The scheme programming language--CPS

傳說中的CPS，顛覆思惟的little journey.

First example

(letrec ([f (lambda (x) (cons 'a x))]
         [g (lambda (x) (cons 'b (f x)))]
         [h (lambda (x) (g (cons 'c x)))])
  (cons 'd (h '())))

We can rewrite this in Continuation-passing style

(letrec([f (lambda (x k) (k (cons 'a x)))]
        [g (lambda (x k) (f x (lambda(x) (cons 'b x))))]
        [h (lambda (x k) (g (cons 'c x) k))])
  (h '() (lambda(x) (cons 'd x))))

It seems that in CPS every expression are written in the form of procedure application. Actions other than funciotn call are put in C!

CPS allows a procedure to pass more than one result to its continuation

(define car&cdr
  (lambda(p k)
    (k (car p) (cdr p))))

(car&cdr '(a b c)
  (lambda(x y)
    (list y x))) => ((b c) a)
(car&cdr '(a b c) cons) => (a b c)

Another example is that two continuation is passed.
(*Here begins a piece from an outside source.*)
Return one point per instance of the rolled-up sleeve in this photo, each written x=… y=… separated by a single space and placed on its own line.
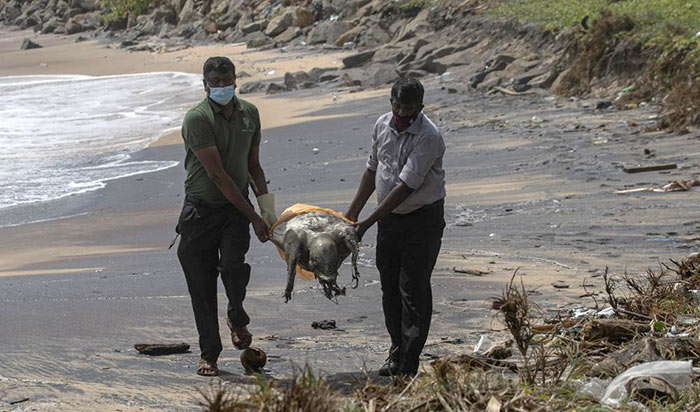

This paradigm could achieve complex control structure.

(define integer-divide
  (lambda(x y success failure)
    (if (= y 0)
        (failure "divide by zero")
        (let ([q (quotient x y)])
          (success q (- x (* q y)))))))

Codes form written with call/cc could now be done with CPS

(define product
  (let ([break k])
    (lambda(ls k)
      (let f([ls ls] [k k])
        (cond
          [(null? ls) (k 1)]
          [(= (car ls) 0) (break 0)]
          [else (f (cdr ls)
                  (lambda(x)
                    (k (* (car ls) x))))])))))

the final example is an interesting CPS map

(define map/k
  (lambda(p ls k)
    (if (null? ls)
        (k '())
        (p (car ls) 
          (lambda(x)
            (map/k p (cdr ls)
              (lambda(y)
                (k (cons x y)))))))))

(define reciprocals
  (lambda(ls)
    (map/k (lambda(x k) (if (= x 0) "zero found" (k (/ 1 x))))
      ls 
      (lambda(x) x))))

 By not passing continuation k to "zero found" this piece actually achieve the effect of Call/cc.

Write a program to automatically transform code to CPS form, unbelievable! Have a try some day.